8.6. Implementation-defined types and facets

Starting with version 1.1, additional simple types and facets may be defined and supported by a particular XML Schema implementation.

8.6.1. Implementation-defined types

An implementation can choose to support a set of primitive simple types in addition to those built into XML Schema (described in Chapter 11).

Suppose that an implementation defines a special primitive type ordinalDate that represents an ordinal date: a year, followed by a hyphen, followed by a number from 001 to 366 indicating the day of the year. Although an ordinal date value could be represented as a string, it may be beneficial to promote it to its own primitive type if it has special considerations for ordering or validation of its values, or special operations that can be performed on it (for example, subtracting two ordinal dates to get a duration).

A schema author can use an implementation-defined type just like a built-in type, except that it will be in a different namespace defined by the implementation. The schema in Example 8–22 contains two references to the ordinalDate type, which is in the hypothetical http://example.org/extensions namespace. The anyOrdinalDate element declaration refers to the type directly by its qualified name. The OrdinalDateIn2011 user-defined simple type is a restriction of ordinalDate using bounds facets to specify a range of allowed values.

Example 8–22. Using an implementation-defined type

<xs:schema xmlns:xs="http://www.w3.org/2001/XMLSchema"
  <xs:element name="anyOrdinalDate" type="ext:ordinalDate"/>
  <xs:element name="recentOrdinalDate" type="OrdinalDateIn2011"/>
  <xs:simpleType name="OrdinalDateIn2011">
    <xs:restriction base="ext:ordinalDate">
      <xs:minInclusive value="2011-001"/>
      <xs:maxInclusive value="2011-365"/>

8.6.2. Implementation-defined facets

Implementation-defined facets might specify additional constraints on the valid values, or even signal to the processor how to process the value. An example is the Saxon processor’s preprocess facet which allows you to specify an XPath expression that transforms the value in some way before validation.

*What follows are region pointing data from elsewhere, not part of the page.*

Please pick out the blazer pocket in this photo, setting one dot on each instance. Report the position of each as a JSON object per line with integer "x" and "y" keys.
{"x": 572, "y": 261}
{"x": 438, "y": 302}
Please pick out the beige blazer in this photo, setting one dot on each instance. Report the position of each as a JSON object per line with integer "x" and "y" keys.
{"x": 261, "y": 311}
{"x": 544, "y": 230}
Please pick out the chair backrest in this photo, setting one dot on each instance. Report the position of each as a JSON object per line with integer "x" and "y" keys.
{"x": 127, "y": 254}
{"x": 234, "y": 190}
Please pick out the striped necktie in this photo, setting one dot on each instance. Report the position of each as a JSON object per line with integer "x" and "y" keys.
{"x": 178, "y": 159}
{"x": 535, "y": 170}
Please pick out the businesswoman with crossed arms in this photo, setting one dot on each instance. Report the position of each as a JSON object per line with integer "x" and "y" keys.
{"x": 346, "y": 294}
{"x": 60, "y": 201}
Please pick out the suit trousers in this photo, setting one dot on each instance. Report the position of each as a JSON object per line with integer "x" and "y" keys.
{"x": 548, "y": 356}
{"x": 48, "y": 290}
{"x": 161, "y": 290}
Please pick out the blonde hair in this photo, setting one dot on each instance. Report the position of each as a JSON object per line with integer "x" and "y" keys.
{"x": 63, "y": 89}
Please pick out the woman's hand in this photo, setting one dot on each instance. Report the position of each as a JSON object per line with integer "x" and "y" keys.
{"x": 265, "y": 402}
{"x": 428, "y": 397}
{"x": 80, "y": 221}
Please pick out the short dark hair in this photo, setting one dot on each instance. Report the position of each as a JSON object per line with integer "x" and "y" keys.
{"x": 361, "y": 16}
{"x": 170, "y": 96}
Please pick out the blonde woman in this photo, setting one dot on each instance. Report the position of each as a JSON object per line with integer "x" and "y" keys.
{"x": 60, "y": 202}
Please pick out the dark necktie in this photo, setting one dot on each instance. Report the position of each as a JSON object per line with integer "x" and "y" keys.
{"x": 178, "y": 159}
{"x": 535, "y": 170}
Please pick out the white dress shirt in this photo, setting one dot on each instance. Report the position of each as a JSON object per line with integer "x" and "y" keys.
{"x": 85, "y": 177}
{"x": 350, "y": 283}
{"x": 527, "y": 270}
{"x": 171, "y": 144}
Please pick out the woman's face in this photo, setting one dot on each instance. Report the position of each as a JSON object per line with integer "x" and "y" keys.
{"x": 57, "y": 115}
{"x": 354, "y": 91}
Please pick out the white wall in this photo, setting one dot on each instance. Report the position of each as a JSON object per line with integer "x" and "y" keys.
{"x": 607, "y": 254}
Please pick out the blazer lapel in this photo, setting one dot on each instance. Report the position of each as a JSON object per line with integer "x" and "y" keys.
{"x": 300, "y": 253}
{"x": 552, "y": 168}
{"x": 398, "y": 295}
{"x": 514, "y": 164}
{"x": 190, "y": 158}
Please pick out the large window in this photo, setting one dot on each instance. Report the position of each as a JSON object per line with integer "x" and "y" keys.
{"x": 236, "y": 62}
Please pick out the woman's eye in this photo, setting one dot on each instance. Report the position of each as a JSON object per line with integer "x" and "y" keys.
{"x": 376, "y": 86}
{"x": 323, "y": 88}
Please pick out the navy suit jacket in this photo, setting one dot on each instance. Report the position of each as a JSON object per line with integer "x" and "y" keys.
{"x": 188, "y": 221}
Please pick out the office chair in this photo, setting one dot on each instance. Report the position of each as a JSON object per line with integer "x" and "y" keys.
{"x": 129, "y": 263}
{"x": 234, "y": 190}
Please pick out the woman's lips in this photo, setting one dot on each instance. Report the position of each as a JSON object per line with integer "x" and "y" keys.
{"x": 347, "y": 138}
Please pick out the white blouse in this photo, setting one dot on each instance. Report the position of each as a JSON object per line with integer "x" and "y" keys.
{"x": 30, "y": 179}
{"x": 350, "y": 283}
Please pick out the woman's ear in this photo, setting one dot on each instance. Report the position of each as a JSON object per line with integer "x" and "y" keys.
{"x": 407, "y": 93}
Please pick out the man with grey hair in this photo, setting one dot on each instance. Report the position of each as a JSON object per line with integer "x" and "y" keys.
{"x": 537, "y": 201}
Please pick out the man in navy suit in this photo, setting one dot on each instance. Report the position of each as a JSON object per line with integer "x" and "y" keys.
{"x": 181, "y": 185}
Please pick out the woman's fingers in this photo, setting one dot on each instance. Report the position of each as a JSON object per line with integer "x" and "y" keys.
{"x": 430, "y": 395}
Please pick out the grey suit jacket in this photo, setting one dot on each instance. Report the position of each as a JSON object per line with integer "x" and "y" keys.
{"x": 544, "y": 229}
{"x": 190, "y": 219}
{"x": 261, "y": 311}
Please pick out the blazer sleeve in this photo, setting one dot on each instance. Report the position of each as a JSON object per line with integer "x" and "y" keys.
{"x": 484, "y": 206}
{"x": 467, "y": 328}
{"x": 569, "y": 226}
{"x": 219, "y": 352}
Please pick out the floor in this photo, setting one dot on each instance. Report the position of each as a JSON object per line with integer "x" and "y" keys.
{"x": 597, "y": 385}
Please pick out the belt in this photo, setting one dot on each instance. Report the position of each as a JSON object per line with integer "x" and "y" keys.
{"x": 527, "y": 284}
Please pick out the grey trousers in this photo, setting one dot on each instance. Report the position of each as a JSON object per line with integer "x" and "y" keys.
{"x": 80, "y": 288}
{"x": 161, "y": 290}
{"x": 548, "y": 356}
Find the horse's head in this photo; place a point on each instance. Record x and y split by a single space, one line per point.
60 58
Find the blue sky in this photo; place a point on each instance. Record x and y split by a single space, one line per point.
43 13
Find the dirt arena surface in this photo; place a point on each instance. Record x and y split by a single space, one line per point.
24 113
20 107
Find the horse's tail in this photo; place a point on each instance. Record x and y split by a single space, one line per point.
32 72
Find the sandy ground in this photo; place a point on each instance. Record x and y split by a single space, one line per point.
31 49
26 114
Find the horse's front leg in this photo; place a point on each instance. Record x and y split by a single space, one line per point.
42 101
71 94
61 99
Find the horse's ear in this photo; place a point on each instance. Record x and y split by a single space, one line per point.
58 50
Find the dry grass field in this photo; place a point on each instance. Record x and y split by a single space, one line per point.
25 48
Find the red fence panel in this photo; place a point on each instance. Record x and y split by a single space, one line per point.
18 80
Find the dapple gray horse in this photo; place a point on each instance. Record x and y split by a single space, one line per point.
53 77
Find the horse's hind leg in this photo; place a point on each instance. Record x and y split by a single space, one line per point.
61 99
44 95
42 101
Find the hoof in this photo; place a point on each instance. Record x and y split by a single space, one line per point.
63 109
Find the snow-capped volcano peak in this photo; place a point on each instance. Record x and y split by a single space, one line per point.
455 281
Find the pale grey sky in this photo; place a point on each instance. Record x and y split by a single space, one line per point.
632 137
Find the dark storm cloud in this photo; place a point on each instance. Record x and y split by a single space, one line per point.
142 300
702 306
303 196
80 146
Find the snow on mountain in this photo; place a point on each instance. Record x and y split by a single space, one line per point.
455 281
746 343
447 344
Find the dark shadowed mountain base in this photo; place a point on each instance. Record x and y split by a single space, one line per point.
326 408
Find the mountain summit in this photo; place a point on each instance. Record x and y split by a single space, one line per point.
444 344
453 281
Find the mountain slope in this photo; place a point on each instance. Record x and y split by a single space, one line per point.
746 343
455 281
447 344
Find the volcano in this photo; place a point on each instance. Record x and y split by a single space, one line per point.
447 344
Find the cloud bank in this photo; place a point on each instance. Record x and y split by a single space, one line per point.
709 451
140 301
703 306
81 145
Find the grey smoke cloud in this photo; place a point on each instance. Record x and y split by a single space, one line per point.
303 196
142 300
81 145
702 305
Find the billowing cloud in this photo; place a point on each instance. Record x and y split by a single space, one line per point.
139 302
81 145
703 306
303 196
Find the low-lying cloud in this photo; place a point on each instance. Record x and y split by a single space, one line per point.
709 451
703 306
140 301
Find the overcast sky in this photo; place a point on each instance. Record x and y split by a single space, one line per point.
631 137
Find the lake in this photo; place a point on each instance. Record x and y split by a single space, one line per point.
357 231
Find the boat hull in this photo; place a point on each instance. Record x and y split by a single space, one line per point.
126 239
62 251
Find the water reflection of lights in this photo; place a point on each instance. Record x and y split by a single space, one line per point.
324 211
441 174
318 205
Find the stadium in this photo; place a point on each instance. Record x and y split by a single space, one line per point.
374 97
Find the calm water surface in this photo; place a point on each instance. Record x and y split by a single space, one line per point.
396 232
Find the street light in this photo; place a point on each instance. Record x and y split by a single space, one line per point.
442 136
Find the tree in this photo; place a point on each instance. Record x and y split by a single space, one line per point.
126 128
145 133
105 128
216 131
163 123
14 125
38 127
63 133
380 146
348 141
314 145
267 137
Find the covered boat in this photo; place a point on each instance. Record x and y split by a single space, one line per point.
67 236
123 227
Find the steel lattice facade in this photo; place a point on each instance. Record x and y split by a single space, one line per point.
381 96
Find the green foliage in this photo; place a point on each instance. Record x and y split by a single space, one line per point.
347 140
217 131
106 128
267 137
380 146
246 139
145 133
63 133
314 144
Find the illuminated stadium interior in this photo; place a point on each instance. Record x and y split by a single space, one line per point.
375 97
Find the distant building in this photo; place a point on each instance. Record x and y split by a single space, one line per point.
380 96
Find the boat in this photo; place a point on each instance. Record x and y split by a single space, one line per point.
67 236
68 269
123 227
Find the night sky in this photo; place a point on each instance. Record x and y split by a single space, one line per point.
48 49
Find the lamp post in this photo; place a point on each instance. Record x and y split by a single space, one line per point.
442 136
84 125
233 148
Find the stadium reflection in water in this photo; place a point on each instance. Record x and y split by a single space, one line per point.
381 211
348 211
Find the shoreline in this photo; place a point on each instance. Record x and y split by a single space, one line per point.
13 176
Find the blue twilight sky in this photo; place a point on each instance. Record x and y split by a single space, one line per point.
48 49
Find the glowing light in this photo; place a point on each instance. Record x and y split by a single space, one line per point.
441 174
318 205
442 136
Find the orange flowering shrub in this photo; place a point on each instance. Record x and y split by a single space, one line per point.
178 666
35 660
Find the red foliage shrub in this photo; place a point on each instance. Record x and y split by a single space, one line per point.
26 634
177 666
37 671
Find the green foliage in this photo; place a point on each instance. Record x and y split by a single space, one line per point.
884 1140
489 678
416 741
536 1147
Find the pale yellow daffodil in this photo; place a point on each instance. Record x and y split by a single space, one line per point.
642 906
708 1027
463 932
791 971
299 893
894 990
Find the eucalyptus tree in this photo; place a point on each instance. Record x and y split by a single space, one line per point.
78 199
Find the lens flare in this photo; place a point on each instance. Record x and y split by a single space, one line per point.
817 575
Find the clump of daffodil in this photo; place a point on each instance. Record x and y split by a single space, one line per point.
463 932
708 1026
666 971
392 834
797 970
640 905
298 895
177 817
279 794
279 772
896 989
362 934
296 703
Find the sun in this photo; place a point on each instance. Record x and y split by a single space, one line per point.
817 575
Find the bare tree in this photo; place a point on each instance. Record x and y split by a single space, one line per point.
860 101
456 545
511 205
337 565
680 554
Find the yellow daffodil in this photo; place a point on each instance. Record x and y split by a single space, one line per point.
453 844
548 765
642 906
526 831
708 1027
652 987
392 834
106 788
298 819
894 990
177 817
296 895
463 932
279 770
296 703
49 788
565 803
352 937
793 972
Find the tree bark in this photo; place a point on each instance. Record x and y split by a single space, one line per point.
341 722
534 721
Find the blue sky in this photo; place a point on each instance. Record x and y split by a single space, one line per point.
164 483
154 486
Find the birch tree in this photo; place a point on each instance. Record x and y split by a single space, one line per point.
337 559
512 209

In Example 8–23, the saxon:preprocess facet appears among the children of restriction. You can tell that it is an implementation-defined facet because it is in a different namespace, http://saxon.sf.net/. This particular example is telling the processor to convert the value to upper case before validating it against the enumeration facets. It is essentially implementing a case-insensitive enumeration.

Example 8–23. Using the Saxon preprocess facet

<xs:schema xmlns:xs="http://www.w3.org/2001/XMLSchema"
  <xs:simpleType name="SMLXSizeType">
    <xs:restriction base="xs:token">
      <saxon:preprocess action="upper-case($value)"/>
      <xs:enumeration value="SMALL"/>
      <xs:enumeration value="MEDIUM"/>
      <xs:enumeration value="LARGE"/>
      <xs:enumeration value="EXTRA LARGE"/>

Implementation-defined facets can apply to the XML Schema built-in types (and user-defined restrictions of them); they can also apply to any implementation-defined types such as the ordinalDate example type described in the previous section.

While implementation-defined types and facets can be useful, they do affect the portability of your schema. With the schema in Example 8–23, if you try to validate a document that contains lower-case “small” for a size, it would be valid when using Saxon but not when using a different implementation. Therefore, implementation-defined facets should be used only in controlled situations. Section 23.5.3 on p. 642 provides more information on how to make your schemas more portable across implementations when using implementation-defined types and facets.